スパイス戦争

著:ジャイルズ・ミルトン
訳:松浦 伶
ちくま学芸文庫(2022/04)
ISBN:9784480511133
日本の戦国時代、東南アジアのバンダ諸島特にルン島特産の香辛料ナツメグに対してオランダとイギリスが凄惨な争いを繰り広げた。
本書は、その争いの最中にイギリス東インド会社ナサニエル・コートホープが、1609年に東インド会社に採用されて、バンダ諸島のルン島に趣き、1616年に現地住民と譲渡契約を取り交わした後の戦いでオランダの掌中に落ちるが、ブレダ条約でアメリカ・マンハッタン島と交換された・・・という経緯が、スパイスの取り合いを契機に為されたことを物語る本。

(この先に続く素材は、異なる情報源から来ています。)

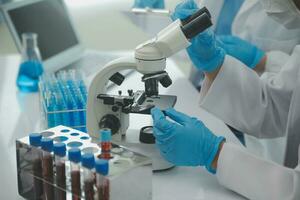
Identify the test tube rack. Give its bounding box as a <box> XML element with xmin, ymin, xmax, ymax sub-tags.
<box><xmin>16</xmin><ymin>126</ymin><xmax>152</xmax><ymax>200</ymax></box>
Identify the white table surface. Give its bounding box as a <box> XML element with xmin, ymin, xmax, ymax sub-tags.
<box><xmin>0</xmin><ymin>56</ymin><xmax>244</xmax><ymax>200</ymax></box>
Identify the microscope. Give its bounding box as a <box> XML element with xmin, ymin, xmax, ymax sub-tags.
<box><xmin>87</xmin><ymin>7</ymin><xmax>212</xmax><ymax>171</ymax></box>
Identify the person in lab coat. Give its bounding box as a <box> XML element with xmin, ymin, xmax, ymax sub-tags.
<box><xmin>151</xmin><ymin>0</ymin><xmax>300</xmax><ymax>200</ymax></box>
<box><xmin>190</xmin><ymin>0</ymin><xmax>300</xmax><ymax>164</ymax></box>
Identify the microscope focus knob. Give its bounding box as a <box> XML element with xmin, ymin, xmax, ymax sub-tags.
<box><xmin>159</xmin><ymin>75</ymin><xmax>172</xmax><ymax>88</ymax></box>
<box><xmin>139</xmin><ymin>126</ymin><xmax>155</xmax><ymax>144</ymax></box>
<box><xmin>99</xmin><ymin>114</ymin><xmax>121</xmax><ymax>135</ymax></box>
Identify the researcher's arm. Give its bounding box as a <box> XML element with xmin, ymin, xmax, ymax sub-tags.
<box><xmin>200</xmin><ymin>46</ymin><xmax>300</xmax><ymax>138</ymax></box>
<box><xmin>216</xmin><ymin>143</ymin><xmax>300</xmax><ymax>200</ymax></box>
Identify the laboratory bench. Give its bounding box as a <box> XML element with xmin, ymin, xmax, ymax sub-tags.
<box><xmin>0</xmin><ymin>55</ymin><xmax>244</xmax><ymax>200</ymax></box>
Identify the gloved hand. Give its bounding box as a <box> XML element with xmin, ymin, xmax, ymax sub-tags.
<box><xmin>171</xmin><ymin>0</ymin><xmax>225</xmax><ymax>72</ymax></box>
<box><xmin>151</xmin><ymin>108</ymin><xmax>225</xmax><ymax>173</ymax></box>
<box><xmin>133</xmin><ymin>0</ymin><xmax>165</xmax><ymax>9</ymax></box>
<box><xmin>217</xmin><ymin>35</ymin><xmax>265</xmax><ymax>69</ymax></box>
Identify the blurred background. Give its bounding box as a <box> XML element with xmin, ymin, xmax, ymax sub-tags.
<box><xmin>0</xmin><ymin>0</ymin><xmax>180</xmax><ymax>55</ymax></box>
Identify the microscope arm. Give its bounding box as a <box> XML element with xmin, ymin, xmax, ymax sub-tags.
<box><xmin>86</xmin><ymin>57</ymin><xmax>136</xmax><ymax>137</ymax></box>
<box><xmin>135</xmin><ymin>7</ymin><xmax>212</xmax><ymax>74</ymax></box>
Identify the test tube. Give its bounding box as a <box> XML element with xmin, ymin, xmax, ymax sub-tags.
<box><xmin>41</xmin><ymin>138</ymin><xmax>54</xmax><ymax>200</ymax></box>
<box><xmin>95</xmin><ymin>159</ymin><xmax>110</xmax><ymax>200</ymax></box>
<box><xmin>81</xmin><ymin>153</ymin><xmax>95</xmax><ymax>200</ymax></box>
<box><xmin>100</xmin><ymin>129</ymin><xmax>111</xmax><ymax>160</ymax></box>
<box><xmin>29</xmin><ymin>133</ymin><xmax>43</xmax><ymax>199</ymax></box>
<box><xmin>53</xmin><ymin>143</ymin><xmax>66</xmax><ymax>200</ymax></box>
<box><xmin>68</xmin><ymin>148</ymin><xmax>81</xmax><ymax>200</ymax></box>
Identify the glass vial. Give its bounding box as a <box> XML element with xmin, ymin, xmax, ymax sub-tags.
<box><xmin>81</xmin><ymin>153</ymin><xmax>95</xmax><ymax>200</ymax></box>
<box><xmin>53</xmin><ymin>143</ymin><xmax>66</xmax><ymax>200</ymax></box>
<box><xmin>68</xmin><ymin>148</ymin><xmax>81</xmax><ymax>200</ymax></box>
<box><xmin>17</xmin><ymin>33</ymin><xmax>43</xmax><ymax>92</ymax></box>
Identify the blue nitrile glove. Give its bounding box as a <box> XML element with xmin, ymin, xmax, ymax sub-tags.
<box><xmin>133</xmin><ymin>0</ymin><xmax>165</xmax><ymax>9</ymax></box>
<box><xmin>151</xmin><ymin>108</ymin><xmax>225</xmax><ymax>173</ymax></box>
<box><xmin>217</xmin><ymin>35</ymin><xmax>265</xmax><ymax>69</ymax></box>
<box><xmin>171</xmin><ymin>0</ymin><xmax>225</xmax><ymax>72</ymax></box>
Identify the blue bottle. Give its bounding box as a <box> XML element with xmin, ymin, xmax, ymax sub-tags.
<box><xmin>17</xmin><ymin>33</ymin><xmax>43</xmax><ymax>92</ymax></box>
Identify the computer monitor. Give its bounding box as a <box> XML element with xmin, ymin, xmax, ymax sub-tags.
<box><xmin>2</xmin><ymin>0</ymin><xmax>83</xmax><ymax>71</ymax></box>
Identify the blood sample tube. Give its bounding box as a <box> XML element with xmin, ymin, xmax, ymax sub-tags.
<box><xmin>29</xmin><ymin>133</ymin><xmax>43</xmax><ymax>199</ymax></box>
<box><xmin>68</xmin><ymin>148</ymin><xmax>81</xmax><ymax>200</ymax></box>
<box><xmin>41</xmin><ymin>138</ymin><xmax>54</xmax><ymax>200</ymax></box>
<box><xmin>53</xmin><ymin>143</ymin><xmax>66</xmax><ymax>200</ymax></box>
<box><xmin>81</xmin><ymin>153</ymin><xmax>95</xmax><ymax>200</ymax></box>
<box><xmin>100</xmin><ymin>129</ymin><xmax>111</xmax><ymax>160</ymax></box>
<box><xmin>95</xmin><ymin>159</ymin><xmax>110</xmax><ymax>200</ymax></box>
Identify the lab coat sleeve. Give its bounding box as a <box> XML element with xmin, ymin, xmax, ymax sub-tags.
<box><xmin>216</xmin><ymin>143</ymin><xmax>300</xmax><ymax>200</ymax></box>
<box><xmin>200</xmin><ymin>46</ymin><xmax>300</xmax><ymax>138</ymax></box>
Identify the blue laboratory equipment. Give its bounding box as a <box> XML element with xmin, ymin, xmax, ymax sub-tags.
<box><xmin>39</xmin><ymin>70</ymin><xmax>87</xmax><ymax>132</ymax></box>
<box><xmin>17</xmin><ymin>33</ymin><xmax>43</xmax><ymax>92</ymax></box>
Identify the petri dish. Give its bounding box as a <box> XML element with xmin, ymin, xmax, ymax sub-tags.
<box><xmin>53</xmin><ymin>136</ymin><xmax>69</xmax><ymax>142</ymax></box>
<box><xmin>67</xmin><ymin>142</ymin><xmax>83</xmax><ymax>148</ymax></box>
<box><xmin>41</xmin><ymin>131</ymin><xmax>55</xmax><ymax>137</ymax></box>
<box><xmin>70</xmin><ymin>133</ymin><xmax>80</xmax><ymax>136</ymax></box>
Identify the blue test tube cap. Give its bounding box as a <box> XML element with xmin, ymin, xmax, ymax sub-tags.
<box><xmin>53</xmin><ymin>142</ymin><xmax>67</xmax><ymax>157</ymax></box>
<box><xmin>81</xmin><ymin>153</ymin><xmax>95</xmax><ymax>169</ymax></box>
<box><xmin>100</xmin><ymin>129</ymin><xmax>111</xmax><ymax>142</ymax></box>
<box><xmin>68</xmin><ymin>148</ymin><xmax>81</xmax><ymax>163</ymax></box>
<box><xmin>41</xmin><ymin>138</ymin><xmax>53</xmax><ymax>152</ymax></box>
<box><xmin>29</xmin><ymin>133</ymin><xmax>42</xmax><ymax>147</ymax></box>
<box><xmin>95</xmin><ymin>159</ymin><xmax>109</xmax><ymax>176</ymax></box>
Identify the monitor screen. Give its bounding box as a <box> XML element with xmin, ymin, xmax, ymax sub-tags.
<box><xmin>8</xmin><ymin>0</ymin><xmax>79</xmax><ymax>60</ymax></box>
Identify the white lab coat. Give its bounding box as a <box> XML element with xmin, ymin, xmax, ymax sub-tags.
<box><xmin>200</xmin><ymin>45</ymin><xmax>300</xmax><ymax>200</ymax></box>
<box><xmin>198</xmin><ymin>0</ymin><xmax>300</xmax><ymax>164</ymax></box>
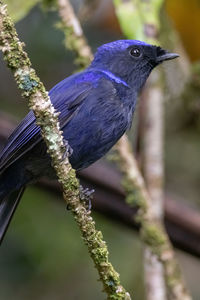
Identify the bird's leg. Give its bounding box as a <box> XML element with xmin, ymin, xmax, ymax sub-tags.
<box><xmin>67</xmin><ymin>185</ymin><xmax>95</xmax><ymax>211</ymax></box>
<box><xmin>80</xmin><ymin>185</ymin><xmax>95</xmax><ymax>211</ymax></box>
<box><xmin>62</xmin><ymin>139</ymin><xmax>73</xmax><ymax>160</ymax></box>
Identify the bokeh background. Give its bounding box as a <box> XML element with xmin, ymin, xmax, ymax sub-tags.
<box><xmin>0</xmin><ymin>0</ymin><xmax>200</xmax><ymax>300</ymax></box>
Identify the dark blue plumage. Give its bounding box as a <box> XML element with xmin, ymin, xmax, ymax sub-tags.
<box><xmin>0</xmin><ymin>40</ymin><xmax>177</xmax><ymax>240</ymax></box>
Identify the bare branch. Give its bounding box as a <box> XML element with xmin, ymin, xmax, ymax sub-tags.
<box><xmin>0</xmin><ymin>1</ymin><xmax>130</xmax><ymax>300</ymax></box>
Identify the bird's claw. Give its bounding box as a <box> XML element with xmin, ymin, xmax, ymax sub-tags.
<box><xmin>62</xmin><ymin>140</ymin><xmax>73</xmax><ymax>160</ymax></box>
<box><xmin>66</xmin><ymin>185</ymin><xmax>95</xmax><ymax>211</ymax></box>
<box><xmin>80</xmin><ymin>186</ymin><xmax>95</xmax><ymax>211</ymax></box>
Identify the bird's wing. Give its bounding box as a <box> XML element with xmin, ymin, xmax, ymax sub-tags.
<box><xmin>0</xmin><ymin>73</ymin><xmax>93</xmax><ymax>173</ymax></box>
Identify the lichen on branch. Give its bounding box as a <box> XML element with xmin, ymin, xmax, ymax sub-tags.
<box><xmin>0</xmin><ymin>1</ymin><xmax>131</xmax><ymax>300</ymax></box>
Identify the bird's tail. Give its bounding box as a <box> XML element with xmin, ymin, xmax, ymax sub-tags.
<box><xmin>0</xmin><ymin>164</ymin><xmax>28</xmax><ymax>245</ymax></box>
<box><xmin>0</xmin><ymin>187</ymin><xmax>25</xmax><ymax>245</ymax></box>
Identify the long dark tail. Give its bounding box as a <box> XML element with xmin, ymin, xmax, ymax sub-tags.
<box><xmin>0</xmin><ymin>187</ymin><xmax>25</xmax><ymax>245</ymax></box>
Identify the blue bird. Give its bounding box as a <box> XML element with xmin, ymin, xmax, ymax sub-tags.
<box><xmin>0</xmin><ymin>40</ymin><xmax>178</xmax><ymax>242</ymax></box>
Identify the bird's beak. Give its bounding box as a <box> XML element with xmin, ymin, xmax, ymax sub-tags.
<box><xmin>156</xmin><ymin>47</ymin><xmax>179</xmax><ymax>64</ymax></box>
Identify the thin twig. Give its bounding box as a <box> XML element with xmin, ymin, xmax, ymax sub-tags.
<box><xmin>114</xmin><ymin>136</ymin><xmax>191</xmax><ymax>300</ymax></box>
<box><xmin>0</xmin><ymin>1</ymin><xmax>130</xmax><ymax>300</ymax></box>
<box><xmin>55</xmin><ymin>0</ymin><xmax>190</xmax><ymax>300</ymax></box>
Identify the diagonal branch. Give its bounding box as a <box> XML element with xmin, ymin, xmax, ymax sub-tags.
<box><xmin>0</xmin><ymin>1</ymin><xmax>130</xmax><ymax>300</ymax></box>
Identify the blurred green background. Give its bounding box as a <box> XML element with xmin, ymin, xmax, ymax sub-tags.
<box><xmin>0</xmin><ymin>0</ymin><xmax>200</xmax><ymax>300</ymax></box>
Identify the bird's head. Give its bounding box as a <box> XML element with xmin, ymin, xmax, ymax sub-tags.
<box><xmin>91</xmin><ymin>40</ymin><xmax>178</xmax><ymax>91</ymax></box>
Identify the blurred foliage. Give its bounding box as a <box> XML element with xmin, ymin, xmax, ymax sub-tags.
<box><xmin>114</xmin><ymin>0</ymin><xmax>163</xmax><ymax>43</ymax></box>
<box><xmin>0</xmin><ymin>0</ymin><xmax>200</xmax><ymax>300</ymax></box>
<box><xmin>5</xmin><ymin>0</ymin><xmax>41</xmax><ymax>22</ymax></box>
<box><xmin>0</xmin><ymin>188</ymin><xmax>144</xmax><ymax>300</ymax></box>
<box><xmin>166</xmin><ymin>0</ymin><xmax>200</xmax><ymax>60</ymax></box>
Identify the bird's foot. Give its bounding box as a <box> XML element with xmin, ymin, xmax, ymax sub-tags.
<box><xmin>62</xmin><ymin>139</ymin><xmax>73</xmax><ymax>160</ymax></box>
<box><xmin>80</xmin><ymin>185</ymin><xmax>95</xmax><ymax>211</ymax></box>
<box><xmin>67</xmin><ymin>185</ymin><xmax>95</xmax><ymax>211</ymax></box>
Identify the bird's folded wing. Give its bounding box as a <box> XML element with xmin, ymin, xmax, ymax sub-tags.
<box><xmin>0</xmin><ymin>75</ymin><xmax>92</xmax><ymax>173</ymax></box>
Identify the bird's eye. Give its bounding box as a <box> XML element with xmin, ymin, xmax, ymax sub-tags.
<box><xmin>130</xmin><ymin>48</ymin><xmax>141</xmax><ymax>57</ymax></box>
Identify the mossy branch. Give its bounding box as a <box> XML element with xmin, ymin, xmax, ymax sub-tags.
<box><xmin>0</xmin><ymin>1</ymin><xmax>130</xmax><ymax>300</ymax></box>
<box><xmin>54</xmin><ymin>0</ymin><xmax>190</xmax><ymax>300</ymax></box>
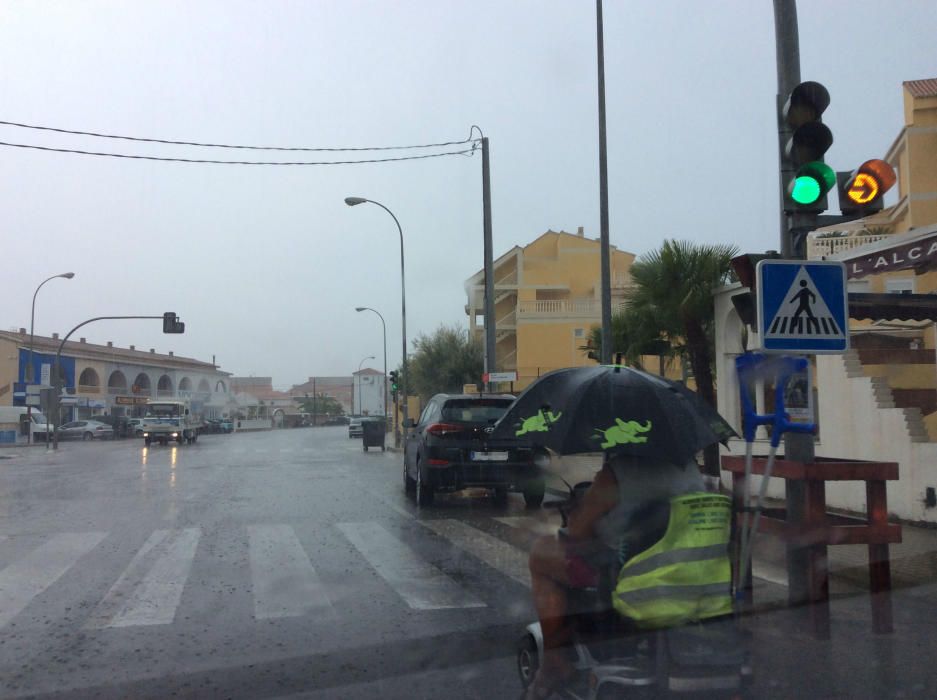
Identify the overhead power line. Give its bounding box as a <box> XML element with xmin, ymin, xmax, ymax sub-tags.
<box><xmin>0</xmin><ymin>120</ymin><xmax>477</xmax><ymax>152</ymax></box>
<box><xmin>0</xmin><ymin>141</ymin><xmax>475</xmax><ymax>165</ymax></box>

1494年にスペインとポルトガル間で取り交わした「トルデシリャス条約」だが、時の法王アレクサンデル6世が定めた“ヴェルデ岬諸島の西数百リーグ”の線、についてはポルトガルがこっそり西に数百マイル動かし(p43)
た。とあるが、これは、
線をさらに西に移動し、ポルトガルカーボベルデ諸島の西370リーグの子午線とし(ウィキペディア)
の記載とは異なる。

そもそも、正確な子午線の位置決定ができないその頃、しかも海上での線引きを試みるという無謀な取り決めであった、と思う。